Oddly enough, despite my aversion to making students sing patriotic songs, I really do like bunting. I’ve always thought it looks nice, or at least can depending on where you put it. Maybe it’s partially because I live near Bristol, RI, where they call themselves the “Most Patriotic Town in America” and completely deck the place out for the Fourth of July Parade, and keep the bunting up for at least a few months afterwards?

During the first Gulf War, I was doing morning radio in Tokyo on AFRTS, and that song was played every hour and sometimes twice if a request came from high enough, in place of the National Anthem at signoff, and wedged into every bad spot produced for the next three or four years. Not to mention every single retirement ceremony, retrospective video, and even after the National Anthem at sporting events. If I ever have the pleasure of meeting Mr. Lee Greenwood, I’m going to give him such a pinch!
I hate that song. I hear it in my worst nightmares. The ones with clowns. And sock puppets.

Oh yes, that piece of crap has been around much longer. It came out around the same time as several other patriotic country songs. There were all these has been, and never been country artists spewing their love for America.

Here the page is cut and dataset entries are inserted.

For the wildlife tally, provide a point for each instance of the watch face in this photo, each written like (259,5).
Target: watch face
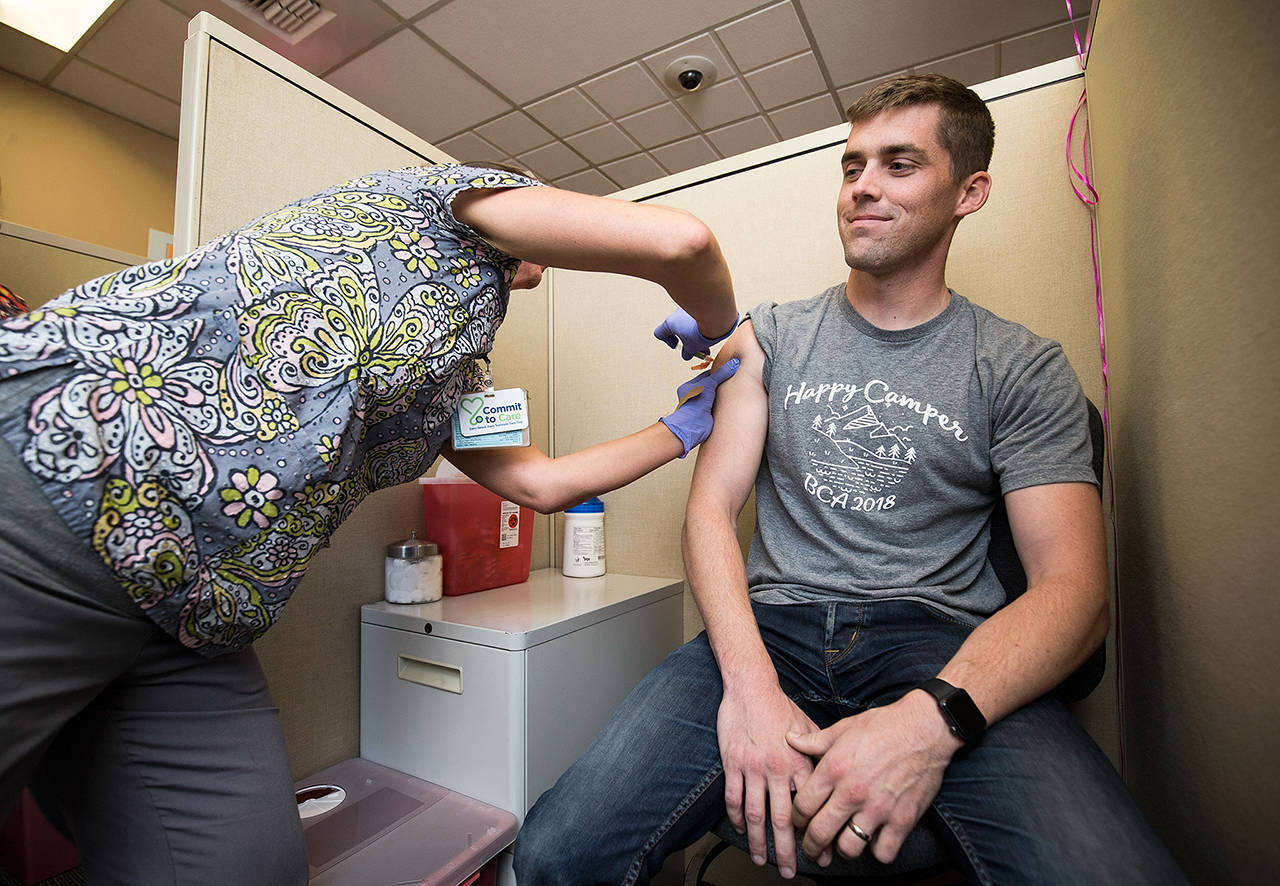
(961,715)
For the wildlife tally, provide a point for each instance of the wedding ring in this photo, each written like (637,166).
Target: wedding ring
(859,832)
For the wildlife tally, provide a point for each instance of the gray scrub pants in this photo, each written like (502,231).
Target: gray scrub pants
(164,766)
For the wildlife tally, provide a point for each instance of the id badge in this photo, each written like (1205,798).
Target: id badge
(492,419)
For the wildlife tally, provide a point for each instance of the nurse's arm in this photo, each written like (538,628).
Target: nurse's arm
(558,228)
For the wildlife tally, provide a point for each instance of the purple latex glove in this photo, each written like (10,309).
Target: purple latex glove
(691,421)
(680,327)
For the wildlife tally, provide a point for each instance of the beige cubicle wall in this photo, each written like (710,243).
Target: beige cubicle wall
(39,265)
(1025,256)
(256,133)
(1184,137)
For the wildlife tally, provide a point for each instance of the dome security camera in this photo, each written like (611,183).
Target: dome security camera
(690,78)
(690,73)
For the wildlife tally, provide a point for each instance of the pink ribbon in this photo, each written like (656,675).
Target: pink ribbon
(1079,176)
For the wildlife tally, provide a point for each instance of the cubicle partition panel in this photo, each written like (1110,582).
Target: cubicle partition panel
(1025,256)
(259,132)
(39,265)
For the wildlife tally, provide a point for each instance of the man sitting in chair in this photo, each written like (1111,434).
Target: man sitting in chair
(864,671)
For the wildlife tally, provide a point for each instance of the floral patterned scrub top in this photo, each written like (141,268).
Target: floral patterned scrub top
(208,421)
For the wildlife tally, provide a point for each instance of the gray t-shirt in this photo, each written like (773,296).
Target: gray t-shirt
(887,450)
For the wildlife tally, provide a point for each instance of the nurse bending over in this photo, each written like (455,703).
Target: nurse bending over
(178,439)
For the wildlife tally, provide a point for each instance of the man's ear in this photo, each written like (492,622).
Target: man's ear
(977,187)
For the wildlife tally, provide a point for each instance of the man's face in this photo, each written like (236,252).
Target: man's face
(897,200)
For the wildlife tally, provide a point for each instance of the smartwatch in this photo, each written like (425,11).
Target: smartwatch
(963,716)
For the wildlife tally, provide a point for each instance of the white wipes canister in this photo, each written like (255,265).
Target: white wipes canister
(584,539)
(415,571)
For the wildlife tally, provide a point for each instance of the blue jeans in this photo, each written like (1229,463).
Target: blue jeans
(1037,802)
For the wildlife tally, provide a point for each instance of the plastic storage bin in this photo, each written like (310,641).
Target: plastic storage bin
(391,827)
(487,542)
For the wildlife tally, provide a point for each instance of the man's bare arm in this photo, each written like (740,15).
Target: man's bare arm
(760,770)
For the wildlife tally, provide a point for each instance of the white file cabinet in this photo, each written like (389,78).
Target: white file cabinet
(494,694)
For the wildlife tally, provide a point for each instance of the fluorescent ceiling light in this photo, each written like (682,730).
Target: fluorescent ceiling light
(56,22)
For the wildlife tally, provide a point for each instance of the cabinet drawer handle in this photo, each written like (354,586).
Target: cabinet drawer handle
(430,674)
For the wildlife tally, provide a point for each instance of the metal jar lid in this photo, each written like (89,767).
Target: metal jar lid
(412,548)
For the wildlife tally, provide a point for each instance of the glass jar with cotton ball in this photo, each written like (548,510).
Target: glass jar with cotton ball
(414,571)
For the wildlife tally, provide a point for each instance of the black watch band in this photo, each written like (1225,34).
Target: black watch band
(961,715)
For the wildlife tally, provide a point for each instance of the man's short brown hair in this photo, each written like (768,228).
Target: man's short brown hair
(965,128)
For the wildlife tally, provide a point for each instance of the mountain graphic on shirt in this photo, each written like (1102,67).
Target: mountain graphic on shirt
(859,434)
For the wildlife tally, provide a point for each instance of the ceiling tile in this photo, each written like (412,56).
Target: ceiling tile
(150,23)
(82,81)
(632,170)
(470,146)
(805,117)
(700,45)
(685,155)
(743,136)
(658,126)
(552,161)
(566,113)
(969,68)
(720,104)
(626,90)
(528,50)
(766,36)
(407,9)
(589,181)
(356,26)
(786,82)
(888,35)
(388,80)
(515,132)
(603,144)
(24,55)
(851,94)
(1041,48)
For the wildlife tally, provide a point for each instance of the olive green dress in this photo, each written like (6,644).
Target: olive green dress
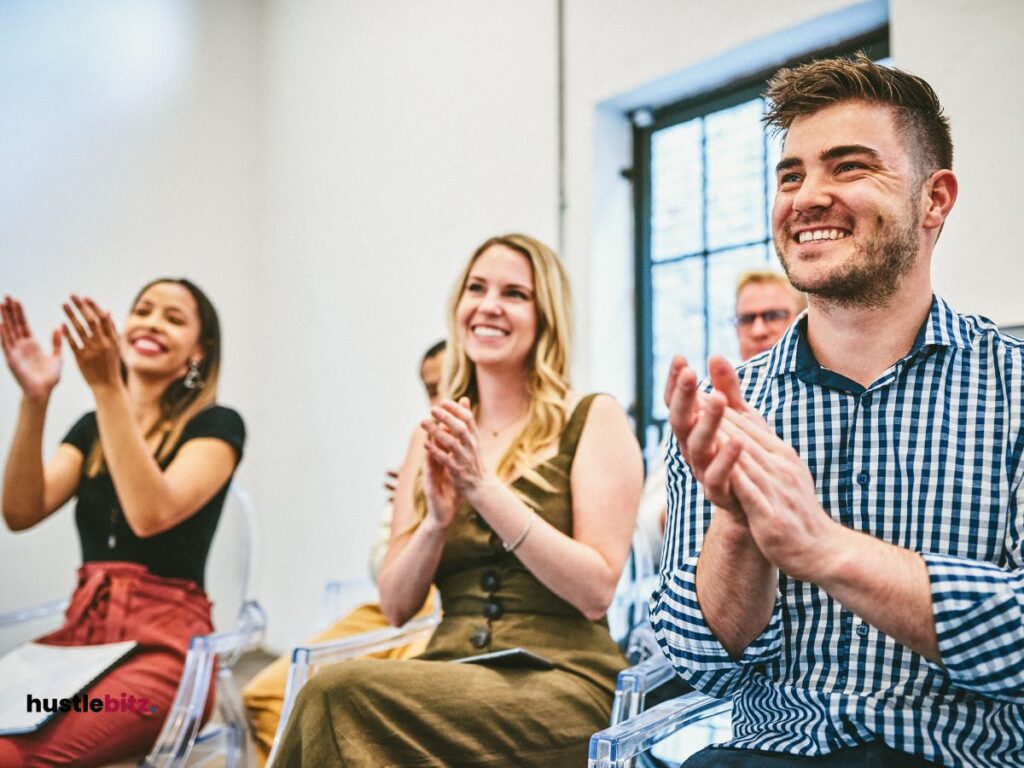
(430,712)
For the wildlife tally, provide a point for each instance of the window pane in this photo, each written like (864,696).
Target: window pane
(723,271)
(677,200)
(679,321)
(735,185)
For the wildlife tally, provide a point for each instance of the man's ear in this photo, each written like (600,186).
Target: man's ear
(940,194)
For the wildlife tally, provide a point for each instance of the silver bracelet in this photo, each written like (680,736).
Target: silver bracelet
(519,540)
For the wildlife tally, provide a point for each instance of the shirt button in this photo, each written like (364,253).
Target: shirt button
(493,609)
(480,637)
(491,582)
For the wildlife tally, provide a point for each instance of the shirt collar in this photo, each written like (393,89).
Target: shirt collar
(942,328)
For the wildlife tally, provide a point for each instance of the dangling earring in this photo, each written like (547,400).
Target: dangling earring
(194,379)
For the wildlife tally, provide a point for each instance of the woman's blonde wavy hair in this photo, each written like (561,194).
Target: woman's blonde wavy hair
(548,363)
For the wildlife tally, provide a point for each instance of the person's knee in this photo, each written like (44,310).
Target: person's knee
(10,754)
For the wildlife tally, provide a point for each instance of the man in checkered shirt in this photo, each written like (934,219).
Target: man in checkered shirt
(846,515)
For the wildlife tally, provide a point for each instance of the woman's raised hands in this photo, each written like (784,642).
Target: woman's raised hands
(36,372)
(97,348)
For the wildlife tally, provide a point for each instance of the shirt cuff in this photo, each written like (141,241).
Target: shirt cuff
(979,625)
(693,649)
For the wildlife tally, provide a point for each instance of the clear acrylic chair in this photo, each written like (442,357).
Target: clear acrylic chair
(665,733)
(307,659)
(180,742)
(627,623)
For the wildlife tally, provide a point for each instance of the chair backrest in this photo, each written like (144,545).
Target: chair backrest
(629,610)
(229,566)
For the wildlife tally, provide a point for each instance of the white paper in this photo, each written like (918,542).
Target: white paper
(49,672)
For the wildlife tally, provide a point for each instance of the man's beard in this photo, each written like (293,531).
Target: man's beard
(870,276)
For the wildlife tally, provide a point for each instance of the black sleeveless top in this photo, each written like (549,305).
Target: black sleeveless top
(177,553)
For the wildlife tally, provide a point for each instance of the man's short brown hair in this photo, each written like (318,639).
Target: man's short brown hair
(800,91)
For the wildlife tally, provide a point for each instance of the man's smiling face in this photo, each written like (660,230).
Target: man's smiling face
(847,218)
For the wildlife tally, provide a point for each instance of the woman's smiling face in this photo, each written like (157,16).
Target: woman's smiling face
(162,332)
(497,312)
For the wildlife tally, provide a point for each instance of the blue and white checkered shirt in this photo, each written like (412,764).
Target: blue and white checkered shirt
(928,458)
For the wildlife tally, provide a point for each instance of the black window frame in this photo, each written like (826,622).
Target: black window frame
(875,43)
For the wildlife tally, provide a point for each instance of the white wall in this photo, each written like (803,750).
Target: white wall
(970,52)
(324,169)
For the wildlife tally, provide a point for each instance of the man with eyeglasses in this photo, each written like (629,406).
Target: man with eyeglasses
(766,304)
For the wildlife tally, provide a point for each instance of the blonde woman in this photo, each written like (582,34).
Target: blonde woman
(150,469)
(517,499)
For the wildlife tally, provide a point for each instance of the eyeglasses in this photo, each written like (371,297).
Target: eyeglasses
(770,316)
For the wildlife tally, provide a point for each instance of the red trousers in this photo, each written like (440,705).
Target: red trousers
(117,601)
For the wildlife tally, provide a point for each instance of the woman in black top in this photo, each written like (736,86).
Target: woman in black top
(150,469)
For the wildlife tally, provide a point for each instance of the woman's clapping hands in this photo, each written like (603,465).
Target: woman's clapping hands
(36,372)
(97,347)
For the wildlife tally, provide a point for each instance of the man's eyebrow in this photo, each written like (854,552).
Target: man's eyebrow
(845,151)
(786,163)
(833,153)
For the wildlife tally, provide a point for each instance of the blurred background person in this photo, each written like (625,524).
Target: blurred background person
(264,695)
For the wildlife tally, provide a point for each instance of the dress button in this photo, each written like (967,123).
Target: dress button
(480,637)
(493,609)
(491,582)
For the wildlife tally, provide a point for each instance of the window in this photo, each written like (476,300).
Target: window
(705,184)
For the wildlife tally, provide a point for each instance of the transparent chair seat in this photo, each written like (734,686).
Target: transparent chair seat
(307,659)
(627,622)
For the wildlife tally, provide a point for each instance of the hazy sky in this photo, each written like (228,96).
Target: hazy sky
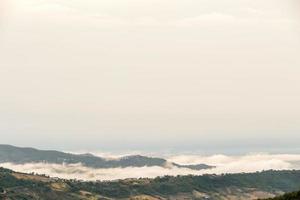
(205,75)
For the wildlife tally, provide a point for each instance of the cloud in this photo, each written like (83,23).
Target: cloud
(207,18)
(223,163)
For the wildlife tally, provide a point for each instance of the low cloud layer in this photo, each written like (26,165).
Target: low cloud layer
(223,163)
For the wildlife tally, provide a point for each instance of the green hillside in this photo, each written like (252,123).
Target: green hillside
(20,155)
(15,186)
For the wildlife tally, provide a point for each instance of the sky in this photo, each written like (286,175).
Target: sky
(155,75)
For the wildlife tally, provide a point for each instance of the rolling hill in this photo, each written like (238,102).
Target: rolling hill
(20,155)
(17,186)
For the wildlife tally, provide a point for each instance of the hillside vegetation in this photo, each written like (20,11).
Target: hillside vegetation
(231,186)
(20,155)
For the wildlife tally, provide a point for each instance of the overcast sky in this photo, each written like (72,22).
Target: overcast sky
(205,75)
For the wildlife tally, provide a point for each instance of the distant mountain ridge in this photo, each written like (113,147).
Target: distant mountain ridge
(22,155)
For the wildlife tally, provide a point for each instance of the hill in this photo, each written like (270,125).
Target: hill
(14,186)
(288,196)
(20,155)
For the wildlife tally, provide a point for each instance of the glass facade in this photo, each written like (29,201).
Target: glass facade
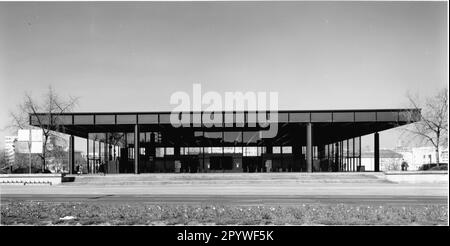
(148,143)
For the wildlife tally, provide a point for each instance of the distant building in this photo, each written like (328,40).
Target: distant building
(9,149)
(417,156)
(18,154)
(389,160)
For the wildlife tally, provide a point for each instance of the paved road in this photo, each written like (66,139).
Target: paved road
(282,200)
(229,193)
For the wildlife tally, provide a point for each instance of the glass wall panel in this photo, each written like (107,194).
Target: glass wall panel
(251,137)
(250,151)
(148,119)
(299,117)
(320,117)
(387,116)
(63,119)
(105,120)
(287,149)
(276,150)
(232,137)
(83,119)
(164,118)
(170,151)
(126,119)
(216,150)
(365,116)
(283,117)
(343,117)
(159,152)
(228,150)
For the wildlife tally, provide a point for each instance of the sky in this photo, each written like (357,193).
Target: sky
(133,56)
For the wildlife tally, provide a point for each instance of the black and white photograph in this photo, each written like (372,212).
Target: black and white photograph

I was very surprised to learn that the song was written in 1983. I have absolutely no recollection of it prior to Gulf War I. And until this thread you probably could have convinced me that it came out post 9/11. FWIW Lee Greenwood was born in 1943, which makes him too young for Korea, and perhaps too old for most of Vietnam. My father also falls into that category.

My child can not only sing the song, she can also sign it in ASL. The one saving grace of this is that I finally was able to make her quit singing it out loud, so she’d just be in the middle of the room, signing and mouthing the damn thing.

Although I did get a little giggle out of the image of my nine-year-old girl being thankful that her wife and children had been spared from disaster. The first fifty or sixty times I was subjected to it.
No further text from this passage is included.